Typing Accuracy vs Speed: Finding the Right Balance

Why accuracy matters as much as speed

Typing fast with lots of errors is slower in practice: you spend time fixing mistakes, and in many jobs and tests, errors count against you. Net WPM (after penalties) or accuracy-weighted scores often favor the typist who types at a steady pace with few errors over the one who types fast but sloppily. So improving typing accuracy is not separate from improving speed—it's the foundation.
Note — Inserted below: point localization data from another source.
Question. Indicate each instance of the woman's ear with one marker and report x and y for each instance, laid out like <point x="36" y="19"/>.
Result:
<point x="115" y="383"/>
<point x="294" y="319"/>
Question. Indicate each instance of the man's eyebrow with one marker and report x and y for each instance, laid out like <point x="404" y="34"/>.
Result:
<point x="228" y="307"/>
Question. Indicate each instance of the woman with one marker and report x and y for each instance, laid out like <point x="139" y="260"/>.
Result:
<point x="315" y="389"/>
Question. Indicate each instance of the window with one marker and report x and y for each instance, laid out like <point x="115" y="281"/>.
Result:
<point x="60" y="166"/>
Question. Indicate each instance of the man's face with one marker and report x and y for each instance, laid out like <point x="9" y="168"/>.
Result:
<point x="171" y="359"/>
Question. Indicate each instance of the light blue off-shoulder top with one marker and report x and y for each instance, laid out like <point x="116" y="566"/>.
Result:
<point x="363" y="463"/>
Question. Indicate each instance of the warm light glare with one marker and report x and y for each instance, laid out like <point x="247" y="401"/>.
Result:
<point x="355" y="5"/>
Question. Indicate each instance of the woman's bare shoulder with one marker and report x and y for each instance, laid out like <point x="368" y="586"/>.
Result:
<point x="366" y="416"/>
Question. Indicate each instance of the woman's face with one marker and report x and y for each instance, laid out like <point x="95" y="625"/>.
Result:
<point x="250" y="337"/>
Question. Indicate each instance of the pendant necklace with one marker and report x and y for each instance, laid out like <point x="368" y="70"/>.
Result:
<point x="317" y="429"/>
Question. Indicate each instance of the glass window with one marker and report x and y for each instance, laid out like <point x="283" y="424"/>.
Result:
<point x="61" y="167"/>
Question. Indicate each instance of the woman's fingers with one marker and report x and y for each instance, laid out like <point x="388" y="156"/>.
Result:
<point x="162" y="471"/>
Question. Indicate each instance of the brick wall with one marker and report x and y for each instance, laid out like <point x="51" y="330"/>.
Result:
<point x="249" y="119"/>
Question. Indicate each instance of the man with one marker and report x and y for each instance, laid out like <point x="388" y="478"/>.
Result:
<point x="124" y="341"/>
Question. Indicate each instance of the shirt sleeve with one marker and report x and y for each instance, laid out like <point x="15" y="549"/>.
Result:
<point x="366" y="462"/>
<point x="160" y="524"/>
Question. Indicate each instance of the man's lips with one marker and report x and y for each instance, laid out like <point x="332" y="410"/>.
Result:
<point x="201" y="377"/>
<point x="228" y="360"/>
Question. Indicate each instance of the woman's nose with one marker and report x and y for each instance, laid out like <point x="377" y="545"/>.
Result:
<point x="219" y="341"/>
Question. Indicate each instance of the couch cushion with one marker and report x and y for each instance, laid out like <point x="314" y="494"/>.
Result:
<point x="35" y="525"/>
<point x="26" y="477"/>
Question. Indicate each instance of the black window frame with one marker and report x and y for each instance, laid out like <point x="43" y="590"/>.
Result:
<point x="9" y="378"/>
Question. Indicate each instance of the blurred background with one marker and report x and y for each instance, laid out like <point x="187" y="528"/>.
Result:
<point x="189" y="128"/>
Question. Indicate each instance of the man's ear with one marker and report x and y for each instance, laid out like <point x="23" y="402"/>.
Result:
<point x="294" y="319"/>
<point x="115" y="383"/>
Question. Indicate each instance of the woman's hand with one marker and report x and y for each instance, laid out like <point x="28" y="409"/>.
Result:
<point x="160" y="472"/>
Accuracy first, then speed

A practical approach: aim for 95%+ accuracy and hold that standard. Once you're consistent, gradually increase speed. If accuracy drops when you push for higher WPM, slow down slightly until accuracy is back, then try again. This builds clean habits and avoids reinforcing mistakes. Use a typing test that shows both WPM and accuracy so you can track both.

How tests handle errors

Different tests count errors differently. Some show raw WPM and accuracy separately; some calculate net WPM (e.g. subtracting for errors). TypingMonk shows live WPM and accuracy and lets you choose error-counting mode (e.g. count errors as you go vs "Final Only"). Understanding how your practice test works helps you interpret results and match employer or school tests. See our FAQ and WPM chart for details.

Practice strategy

Do short, focused sessions. Use easy or medium difficulty at first so you can concentrate on accuracy. When you're comfortable, increase difficulty and test length. Take a 3- or 5-minute typing test regularly and record both WPM and accuracy; over time you'll see both improve if you keep accuracy as the priority.